Isra’ Mi’raj merupakan salah satu fenomena gaib yang dipercaya oleh umat Islam. Pada mulanya, banyak yang tidak percaya akan fenomena tersebut. Namun berkat Abu Bakar para pengikut Nabi lambat laun mempercayai fenomena tersebut, hingga pada akhirnya Abu Bakar mendapat gelar As-Shiddiq. Salah satu oleh-oleh yang dibawa oleh Nabi kepada umat muslim adalah sholat lima waktu.
Terkait dengan perjalanan tersebut, Nabi diberikan sebuah kenikmatan rohaniah oleh Allah SWT. Hal ini dikarenakan selama perjalanan, Nabi Muhammad dipertemukan dengan para nabi terdahulu, hingga bisa berdialog dengan Allah. Ini merupakan sebuah kenikmatan rohaniah yang dirasakan oleh manusia yang diberi risalah kenabian.
Meskipun demikian, namun Nabi masih ingat bahwa Nabi sendiri merupakan utusan Allah yang belum menyelesaikan misi dakwahnya. Nabi masih ingat bahwa beliau tidak hanya sebagai pemimpin rohaniah umat manusia, melainkan juga sebagai pemimpin umat manusia. Oleh karenanya, menurut Muhammad Iqbal, dalam bukunya Rekonstruksi Pemikiran Agama Islam, dijelaskan bahwa apabila yang naik ke langit adalah seorang sufi maka ia akan enggan untuk kembali ke bumi lantaran sudah menemukan kenikmatan rohaniah sejati.

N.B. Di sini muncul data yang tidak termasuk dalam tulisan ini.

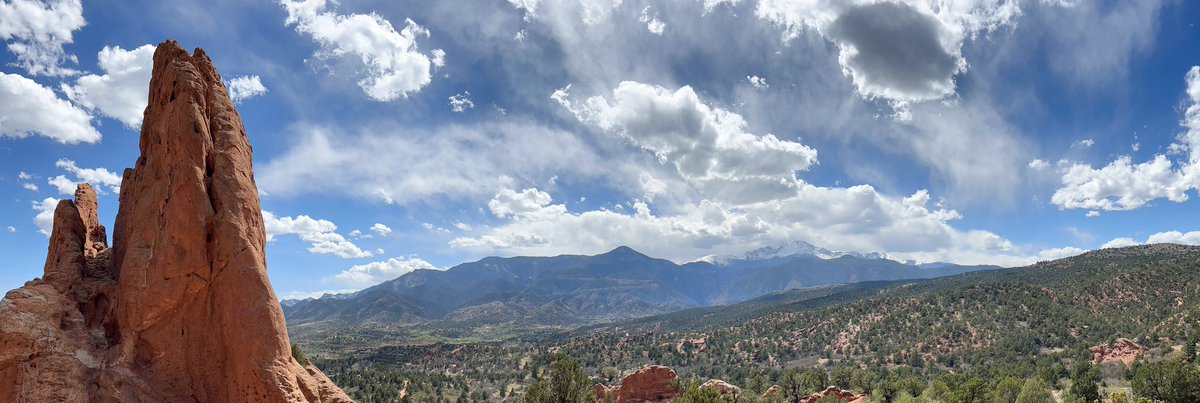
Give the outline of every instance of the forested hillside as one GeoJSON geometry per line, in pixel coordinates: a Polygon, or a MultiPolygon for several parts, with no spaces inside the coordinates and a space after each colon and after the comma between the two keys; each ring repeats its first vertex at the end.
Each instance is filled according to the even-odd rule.
{"type": "Polygon", "coordinates": [[[743,398],[798,379],[794,371],[828,378],[812,385],[876,399],[990,402],[997,387],[1027,381],[1060,398],[1074,396],[1073,385],[1085,393],[1086,384],[1098,395],[1132,390],[1147,397],[1146,379],[1139,391],[1141,372],[1175,377],[1183,395],[1157,398],[1177,402],[1200,398],[1186,390],[1194,365],[1164,363],[1194,355],[1198,270],[1198,247],[1102,249],[932,281],[790,291],[565,338],[364,349],[323,367],[365,401],[395,397],[406,380],[409,397],[456,401],[467,391],[473,399],[515,399],[546,375],[557,353],[578,360],[596,383],[619,383],[654,363],[673,367],[683,380],[739,385],[743,398]],[[1145,347],[1132,366],[1093,365],[1093,347],[1121,338],[1145,347]]]}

Namun dalam batasan tertentu, Nabi merupakan sosok manusia yang memiliki tanggung jawab besar atas umat manusia. Oleh karena itu, Nabi kembali ke bumi untuk menyelesaikan perkara-perkara yang menjadi tanggung jawabnya. Pada intinya, kembalinya Nabi ke bumi membawa beberapa risalah baru yang tidak hanya terkait dengan relijiusitas dan spiritualitas umat Islam, melainkan juga tanggung jawab beliau sebagai pemimpin umat manusia.
Oleh karena itu, bagi Iqbal, kembalinya Nabi ke bumi untuk melakukan misi pemberadaban umat manusia. Di antara umat manusia masih banyak ditemukan ketidakadilan yang dilakukan oleh manusia. Maka kembalinya Nabi ditugaskan untuk memberadabkan umat manusia.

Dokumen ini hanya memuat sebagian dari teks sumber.